Como medida de precaução, a UNFCCC e o governo brasileiro decidiram fechar temporariamente a zona azul enquanto equipes realizavam uma avaliação de segurança. A ONU informou ainda que o Brasil assumiu o controle total da área atingida, que “deixou de ser considerada zona azul” até nova liberação.

O incêndio ocorre em meio a reclamações recorrentes sobre a infraestrutura, logística e comunicação da COP30 em Belém. Participantes relatavam dificuldades de acesso, longas filas, atrasos na programação, problemas nos sistemas de credenciamento e até falhas de orientação dentro dos pavilhões. O episódio desta quinta-feira acabou por reforçar a percepção de improviso e falta de coordenação entre organizadores, autoridades locais e a equipe internacional.

“Era só o que faltava. Lá dentro já estava pegando fogo mesmo”, ironizou um observador brasileiro, em referência à tensão crescente nas negociações.
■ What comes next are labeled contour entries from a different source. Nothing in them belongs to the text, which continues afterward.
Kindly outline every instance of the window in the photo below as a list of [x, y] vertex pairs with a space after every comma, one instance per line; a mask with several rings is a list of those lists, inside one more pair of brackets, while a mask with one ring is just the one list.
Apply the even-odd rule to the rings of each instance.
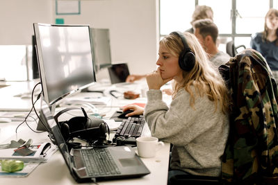
[[[219, 29], [219, 49], [226, 51], [226, 43], [231, 39], [236, 46], [249, 48], [251, 35], [263, 30], [266, 12], [270, 8], [278, 8], [278, 0], [160, 0], [161, 36], [190, 28], [197, 5], [206, 5], [213, 9], [213, 21]], [[183, 11], [181, 7], [184, 8]]]
[[28, 80], [27, 66], [29, 64], [27, 64], [27, 61], [31, 60], [31, 53], [28, 52], [28, 49], [30, 49], [31, 46], [26, 45], [0, 46], [1, 78], [4, 78], [7, 81]]
[[191, 17], [195, 6], [195, 0], [161, 0], [161, 35], [172, 31], [185, 31], [191, 28]]

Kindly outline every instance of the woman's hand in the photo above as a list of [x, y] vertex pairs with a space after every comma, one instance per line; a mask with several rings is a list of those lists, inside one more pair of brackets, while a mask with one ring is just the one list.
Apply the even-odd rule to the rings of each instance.
[[152, 73], [147, 75], [146, 79], [149, 89], [160, 89], [163, 85], [172, 80], [173, 78], [163, 79], [161, 71], [158, 68], [157, 71], [154, 71]]
[[166, 94], [167, 95], [171, 96], [173, 94], [173, 90], [172, 89], [165, 89], [162, 90], [163, 93]]
[[126, 116], [132, 116], [134, 115], [141, 115], [144, 114], [144, 108], [136, 105], [129, 105], [122, 108], [123, 112], [133, 109], [133, 112], [126, 114]]
[[126, 79], [126, 82], [133, 82], [146, 77], [145, 75], [129, 75]]

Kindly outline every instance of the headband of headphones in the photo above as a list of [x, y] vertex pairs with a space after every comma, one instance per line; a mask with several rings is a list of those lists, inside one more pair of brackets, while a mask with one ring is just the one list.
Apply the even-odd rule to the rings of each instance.
[[179, 53], [179, 67], [184, 71], [191, 71], [195, 64], [195, 55], [189, 48], [186, 37], [184, 37], [183, 34], [179, 31], [172, 32], [170, 33], [170, 35], [175, 35], [180, 37], [183, 45], [183, 50], [181, 52], [181, 53]]

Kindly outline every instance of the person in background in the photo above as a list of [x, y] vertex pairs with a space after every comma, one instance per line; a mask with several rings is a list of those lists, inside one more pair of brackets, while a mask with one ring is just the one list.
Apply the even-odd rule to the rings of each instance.
[[197, 6], [193, 14], [192, 15], [192, 21], [190, 22], [192, 28], [186, 30], [186, 32], [194, 33], [193, 24], [195, 21], [200, 19], [209, 19], [213, 21], [213, 11], [211, 7], [208, 6]]
[[218, 68], [220, 65], [228, 62], [231, 57], [218, 49], [216, 42], [218, 37], [218, 28], [213, 21], [209, 19], [200, 19], [195, 21], [193, 25], [194, 35], [213, 65]]
[[[173, 145], [168, 178], [177, 174], [216, 177], [229, 132], [229, 94], [195, 36], [177, 33], [160, 41], [158, 68], [146, 76], [149, 90], [145, 109], [131, 105], [123, 111], [133, 110], [126, 116], [144, 114], [152, 136]], [[193, 58], [179, 59], [181, 53], [188, 51], [182, 37]], [[160, 89], [172, 80], [174, 92], [168, 107]]]
[[[194, 12], [192, 15], [192, 21], [190, 24], [193, 25], [193, 23], [197, 20], [202, 19], [210, 19], [211, 20], [213, 20], [213, 9], [208, 6], [197, 6], [195, 8], [195, 10], [194, 10]], [[189, 32], [191, 33], [194, 33], [194, 30], [193, 28], [189, 28], [186, 32]], [[133, 82], [134, 81], [136, 80], [140, 80], [147, 76], [147, 74], [143, 74], [143, 75], [133, 75], [131, 74], [129, 75], [126, 79], [126, 82]], [[165, 90], [166, 91], [166, 90]], [[166, 94], [167, 92], [166, 91]]]
[[264, 30], [252, 35], [250, 46], [265, 58], [278, 82], [278, 10], [268, 10], [265, 17]]

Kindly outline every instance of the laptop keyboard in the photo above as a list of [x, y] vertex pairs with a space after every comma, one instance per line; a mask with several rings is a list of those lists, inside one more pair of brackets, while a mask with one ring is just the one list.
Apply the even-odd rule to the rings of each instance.
[[121, 173], [107, 148], [82, 150], [81, 154], [89, 176]]
[[138, 137], [141, 136], [145, 125], [144, 116], [140, 115], [138, 117], [128, 117], [124, 119], [117, 128], [115, 137]]

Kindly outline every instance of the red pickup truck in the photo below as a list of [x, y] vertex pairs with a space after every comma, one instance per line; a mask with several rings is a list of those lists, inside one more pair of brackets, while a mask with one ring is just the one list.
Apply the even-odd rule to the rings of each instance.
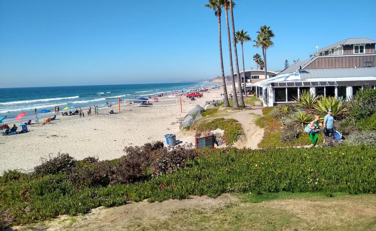
[[200, 98], [200, 97], [202, 97], [203, 95], [202, 94], [200, 94], [200, 93], [197, 93], [197, 92], [193, 92], [191, 93], [188, 93], [186, 94], [186, 97], [187, 98], [190, 98], [191, 97], [194, 97], [195, 98]]

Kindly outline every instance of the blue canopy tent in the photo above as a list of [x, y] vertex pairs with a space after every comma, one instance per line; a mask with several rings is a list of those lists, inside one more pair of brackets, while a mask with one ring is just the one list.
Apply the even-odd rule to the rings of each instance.
[[141, 103], [143, 102], [144, 102], [145, 100], [148, 100], [146, 98], [138, 98], [137, 100], [135, 100], [135, 103]]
Incidente paralisa debate sobre combustíveis fósseis

A quinta-feira era considerada decisiva para a conferência, com expectativa de divulgação de um novo rascunho do texto que os 195 países negociam há quase duas semanas. Antes do incêndio, circulava nos bastidores a informação de que a menção a um caminho para reduzir a dependência de combustíveis fósseis — proposta encampada pelo presidente Luiz Inácio Lula da Silva — havia sido retirada da versão inicial.

Mesmo com reuniões que avançaram pela madrugada e intensa interlocução de Lula com blocos de países, a presidência da COP30 não conseguiu publicar o novo texto no horário previsto.

Pressão internacional cresce

A desorganização no evento também preocupa lideranças internacionais. Laurence Tubiana, uma das arquitetas do Acordo de Paris, afirmou que as discussões coletivas estão travadas e que o processo corre risco de não avançar. O secretário-geral da ONU, António Guterres, cobrou um compromisso “ambicioso” e de “boa fé” para garantir avanços na adaptação climática e na redução do uso de combustíveis fósseis.

Para especialistas, o incêndio e o caos logístico colocam ainda mais pressão sobre as negociações. A diretora de Política Climática do WWF, Fernanda Carvalho, ressalta que a COP precisa entregar resultados concretos. Já Natalie Unterstell, do Instituto Talanoa, alerta que temas essenciais — como o financiamento para adaptação — estão ameaçados. Segundo ela, a situação é “muito ruim” e a janela para reverter os impasses ficou ainda menor.

Com a zona azul bloqueada, as incertezas sobre o andamento das negociações aumentam, intensificando o clima de desorganização que marcou a etapa final da COP30.